Genel tabloda durum bu olunca, bir gurup akıl evveli, Samandağ toplumuna gözünü dikmiş, yerelin de desteklemeye alışık olduğu CHP gibi bir partinin topluma saldığı milliyetçilik söylemi üzerinden ırkçılık gibi bir zehir i Samandağlının fikriyatına zerk etmeye çalışmaktadır.. Her ne kadar Samandağlının bu şahısların bu söylem ile çelişik bir ekonomik siyasal kültürel konumu olsa da, fikirsel donanımdan yoksun beyinler bu partinin sol söylem üzerinden oluşturulan, ırkçılığın tuzağına düşmektedir.
SAMANDAĞ İNSANI,
TARİHLERİ BOYUNCA İNSAN HAYATINI DEĞERLİ GÖRMÜŞTÜR…
Ortada dilendirilmek istenmeyen bir Kürt sorunu vardır. Bu sorunun temelinde yok sayılan bir kültür, yok sayılan bir halk, yok sayılan bir tarih vardır. Irkçı ve inkârcı söylemeler bu sorunun yaratıcısıdır, bu sorunu yaratan politikalar bu sorunun çözümüne katkı sağlayamaz. Bu gün 40 bin insanın ölümüne sebebiyet vermiş ırkçı söylemlerdeki ısrar bu sorunu derinleştirerek olası daha üst boyutlara taşımaktadır. Bu boyut Kürt ve Türk halkının sokakta işyerinde okullarda mahallelerde karşı karşıya gelebilme olasılığıdır. Yani toplumun cinnet halidir, yani ırkçılığın doruk noktası ve ülkenin bölünmesidir.
Biz Samandağlılar, bu ırkçı politikalar neticesinde uzun bir dönemdir yok sayılmış, hakir görülmüş ve dışlanmış bir topluluk olarak eşitsizliğin, ırkçılığın, savaşın, ölümün ve gözyaşının tarafı olmaktan öznele kaçınmalıyız.
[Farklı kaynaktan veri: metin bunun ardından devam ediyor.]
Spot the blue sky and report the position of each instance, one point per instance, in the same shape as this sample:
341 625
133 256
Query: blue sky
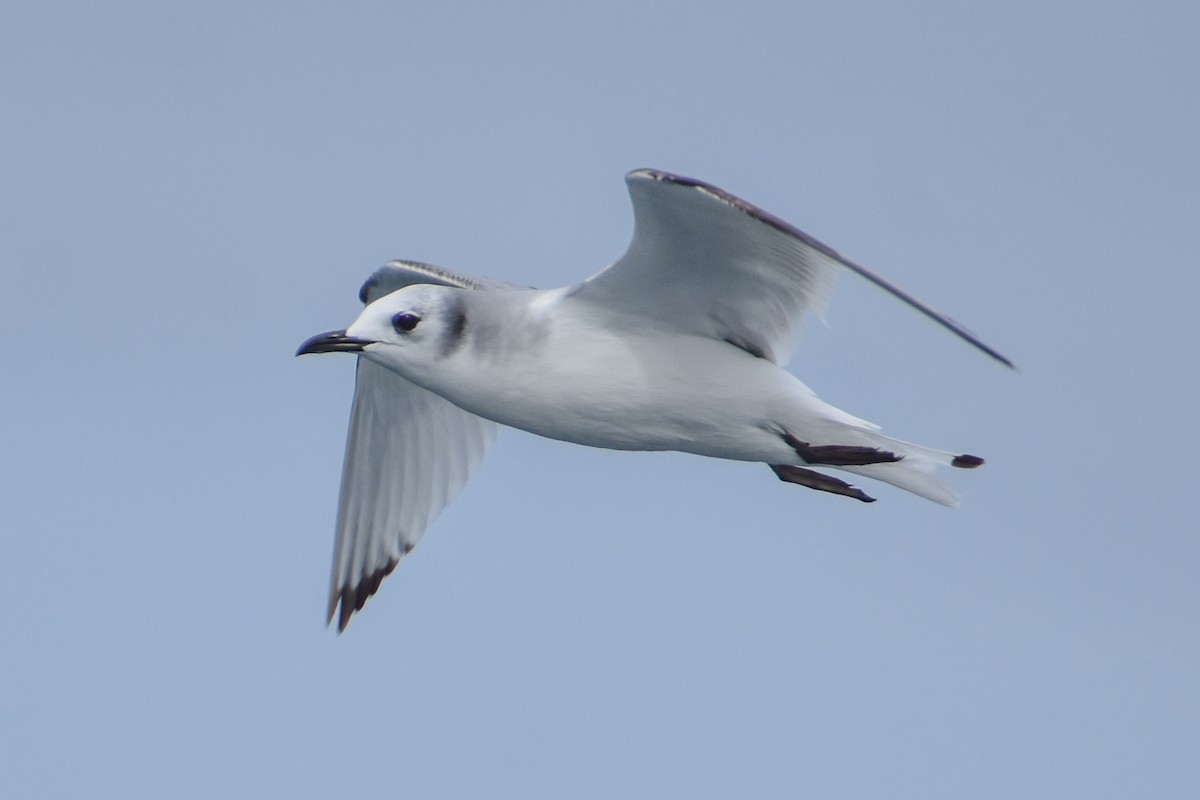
191 190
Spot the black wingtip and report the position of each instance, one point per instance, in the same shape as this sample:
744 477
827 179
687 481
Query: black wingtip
348 600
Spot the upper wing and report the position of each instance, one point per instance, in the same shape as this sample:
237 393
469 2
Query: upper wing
408 453
708 263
Yaşadıklarımızdan örendiklerimiz doğrultusunda iki halk arasında oluşması muhtemel bir cinnet halinin tarafı değil engelleyicisi olmalıyız.
Kendimize Devlet mi PKK mı? Sursunu sormadan önce, SAVAŞ mı BARIŞ mı sorusunu sormalıyız. Çünkü insan hayatı Samandağlının ananelerinde hep değerli olmuştur. Samandağ halkı; İnsan yaşamına değer vermiş bir topluluk olarak, yaşamı boyunca kardeşliği kutsamış, yaşamsal her alanda Barıştan yana tavır belirlemiş ve kendi içinde ırkçı söylemelere asla izin vermemiştir. Bundan sonra da bu insani özelliklerini koruyarak bu faşizan açılımlara hayatın hiçbir alanında pirim vermemelidir. Hatta karşı karşıya gelmesi muhtemel halklar arasında her koşulda ezilmişten yana diyalog ve dayanışmanın sözcüsü olmalıdır.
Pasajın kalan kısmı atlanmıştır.